The Amazon Propaganda Machine Is Firing On All Cylinders
Amazon's use of Terry Crews is the latest in its efforts to manipulate people into believing that it doesn't deserve a tarnished reputation.
Scroll through enough of TikTok and you are bound to come upon some kind of advertisement for Amazon. The video app proved to be an ideal breeding ground for the tech behemoth early on in the pandemic, with users leaning into an entire video genre dedicated to talking about useful or fun Amazon purchases, despite the extreme conditions workers were protesting at the time.
Now, with the holiday season rearing its ugly head once again, Amazon has upgraded its advertising game, trading in TikTok influencers for someone significantly more famous and potentially more influential. Amid the Great Resignation and the formation of another Amazon warehouse union effort in Staten Island, Amazon wants its future seasonal employees to know that working for Amazon is a breeze! Don't believe them? Just ask newly-minted Amazon spokesperson Terry Crews.
In what appears to be a new series of TikTok advertisements for Amazon, Crews walks his audience through an entertaining day in the life of an Amazon warehouse employee. He's opening boxes, playing with rubber ducks, talking to employees about the company's tuition program, flexing his muscles to talk about "flexible hours." We're all having fun!
The advertisements, first flagged by Vice reporter Edward Ongweso Jr, all radiate the same kind of energy — I'm Terry Crews, and we're at Amazon, where people get paid a lot of money by the hour and there are also a few neat benefits that sound nice at first glance but more importantly can't you see what a joy it is to work here?
Never mind the warehouse workers who exposed Amazon for its lacking personal protective equipment and COVID safety protocols, or had their "hero" pay raises cut just months into the pandemic, or tried to unionize in Bessemer, Alabama, earlier this year. Here are some rubber ducks! Isn't that nice? I do have to wonder if the company's next round of TikTok ads will show Crews carrying multiple packages door to door, dressed up as some sort of Amazon Santa, or is that not enough to dress up the task of running between delivery vans and doorsteps all day with little time to pee?
Regardless of just how unashamed Amazon's new advertising is, it's unsurprising. The company knows it has a public relations problem, after all.
Crews' ads immediately reminded me of a partnership video that Dallas-based influencer Quenlin Blackwell did with Amazon earlier this year, posted amid the warehouse union vote in Bessemer. In her video, Blackwell also ran around a fulfillment center, asking employees how much they liked working at Amazon. A quick perusal of the hashtag on the video, #amazonpartner, reveals an unknown number of partnership videos with more than 80 million collective views, all promoting Amazon-sold products, Prime memberships, or its warehouses.

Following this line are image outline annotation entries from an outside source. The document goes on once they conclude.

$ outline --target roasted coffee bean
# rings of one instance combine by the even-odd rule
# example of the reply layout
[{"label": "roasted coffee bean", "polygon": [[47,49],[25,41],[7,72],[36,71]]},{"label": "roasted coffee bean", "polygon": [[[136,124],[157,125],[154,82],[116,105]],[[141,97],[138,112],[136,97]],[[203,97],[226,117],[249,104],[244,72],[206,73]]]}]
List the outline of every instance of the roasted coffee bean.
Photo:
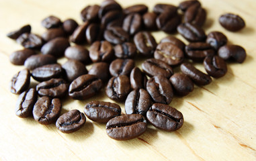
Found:
[{"label": "roasted coffee bean", "polygon": [[207,56],[215,54],[212,46],[205,42],[192,42],[185,46],[186,56],[194,61],[203,61]]},{"label": "roasted coffee bean", "polygon": [[152,56],[157,44],[154,37],[147,32],[140,32],[134,38],[134,42],[138,50],[144,56]]},{"label": "roasted coffee bean", "polygon": [[69,60],[62,67],[65,69],[65,77],[68,82],[72,82],[78,76],[88,72],[85,66],[76,60]]},{"label": "roasted coffee bean", "polygon": [[210,76],[196,68],[191,64],[183,63],[181,65],[181,70],[183,73],[188,76],[197,85],[206,85],[212,82],[212,78]]},{"label": "roasted coffee bean", "polygon": [[42,82],[60,78],[63,74],[63,70],[60,64],[47,64],[34,69],[31,74],[34,79]]},{"label": "roasted coffee bean", "polygon": [[107,134],[116,140],[135,138],[146,129],[146,119],[140,114],[117,116],[110,119],[106,125]]},{"label": "roasted coffee bean", "polygon": [[38,49],[43,45],[42,39],[38,35],[24,33],[16,40],[25,48]]},{"label": "roasted coffee bean", "polygon": [[88,74],[95,75],[103,83],[107,83],[110,76],[109,66],[110,65],[106,62],[94,63],[88,71]]},{"label": "roasted coffee bean", "polygon": [[107,41],[95,42],[91,46],[89,52],[89,56],[93,62],[110,62],[114,54],[112,46]]},{"label": "roasted coffee bean", "polygon": [[134,66],[135,62],[132,59],[116,59],[110,64],[110,74],[112,76],[129,76]]},{"label": "roasted coffee bean", "polygon": [[35,89],[30,89],[20,94],[15,109],[16,115],[22,118],[26,118],[32,115],[33,107],[37,99],[38,93]]},{"label": "roasted coffee bean", "polygon": [[51,99],[44,96],[38,99],[33,109],[34,119],[39,123],[49,125],[54,123],[61,111],[59,99]]},{"label": "roasted coffee bean", "polygon": [[56,63],[57,60],[51,55],[32,55],[28,57],[24,62],[24,66],[29,70],[33,70],[37,67]]},{"label": "roasted coffee bean", "polygon": [[146,118],[153,126],[168,131],[179,129],[183,124],[183,116],[176,109],[155,103],[146,113]]},{"label": "roasted coffee bean", "polygon": [[99,123],[107,123],[121,115],[121,108],[118,104],[97,101],[87,103],[83,111],[89,119]]},{"label": "roasted coffee bean", "polygon": [[113,44],[129,41],[129,34],[120,27],[111,27],[104,32],[104,38]]},{"label": "roasted coffee bean", "polygon": [[30,32],[31,32],[30,25],[26,25],[14,32],[8,33],[7,34],[7,36],[9,38],[16,40],[17,38],[19,37],[19,36],[22,35],[23,34],[30,33]]},{"label": "roasted coffee bean", "polygon": [[183,52],[171,42],[160,43],[154,53],[154,58],[161,60],[169,65],[176,66],[182,63]]},{"label": "roasted coffee bean", "polygon": [[142,89],[132,91],[127,96],[124,107],[127,115],[138,113],[146,115],[151,106],[151,98],[148,93]]},{"label": "roasted coffee bean", "polygon": [[189,42],[204,42],[206,38],[202,28],[189,23],[180,24],[177,30]]},{"label": "roasted coffee bean", "polygon": [[77,109],[73,109],[64,113],[56,121],[56,126],[62,133],[70,133],[77,131],[86,121],[83,113]]},{"label": "roasted coffee bean", "polygon": [[108,83],[105,89],[107,96],[117,101],[123,101],[130,93],[130,80],[126,75],[112,77]]},{"label": "roasted coffee bean", "polygon": [[10,62],[14,65],[23,65],[25,60],[32,55],[36,54],[36,52],[31,49],[24,48],[17,50],[11,54],[9,56]]},{"label": "roasted coffee bean", "polygon": [[170,78],[174,93],[180,96],[188,95],[194,90],[194,83],[183,73],[175,73]]},{"label": "roasted coffee bean", "polygon": [[28,69],[23,69],[15,74],[11,80],[10,89],[14,94],[20,94],[25,91],[30,83],[30,72]]},{"label": "roasted coffee bean", "polygon": [[81,75],[70,85],[69,95],[74,99],[84,100],[95,95],[101,87],[102,80],[96,76]]},{"label": "roasted coffee bean", "polygon": [[228,38],[220,32],[212,32],[207,36],[206,42],[212,46],[216,50],[221,46],[226,45]]},{"label": "roasted coffee bean", "polygon": [[232,13],[222,15],[218,21],[223,28],[230,32],[239,31],[245,26],[245,22],[243,18]]},{"label": "roasted coffee bean", "polygon": [[218,56],[208,56],[204,60],[207,73],[214,78],[224,76],[228,71],[225,61]]},{"label": "roasted coffee bean", "polygon": [[238,45],[226,45],[221,47],[218,51],[218,55],[224,60],[234,60],[242,63],[246,58],[245,50]]},{"label": "roasted coffee bean", "polygon": [[44,55],[52,55],[58,58],[64,56],[64,52],[69,46],[69,42],[67,38],[56,38],[42,46],[41,52]]},{"label": "roasted coffee bean", "polygon": [[163,76],[158,75],[148,79],[146,91],[155,103],[169,105],[173,97],[170,81]]},{"label": "roasted coffee bean", "polygon": [[62,98],[67,95],[69,85],[62,78],[52,78],[36,86],[38,95]]}]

Of course, it is grosser to see Amazon employing a rich, famous person like Crews to convince the workers to the world that Amazon is not the big bad boss that the media claims it to be, and that if a paid actor like he can find happiness while running chaotically around the warehouse floor, so can you. But to me it feels all the worse knowing that the audience these TikTok ads are directed toward have already been, no pun intended, primed, for years at this point, to champion Amazon as a bringer of joy and relief and entertainment during the darkness of the pandemic.
Amazon knows it has the new wave of worker militancy and another potential union PR train wreck to contend with ahead of its busiest shopping season of the year, and its deployment of Crews to drum up excitement about the company is just the latest in its efforts to manipulate customers, and future employees, into believing that it doesn't deserve such a tarnished reputation.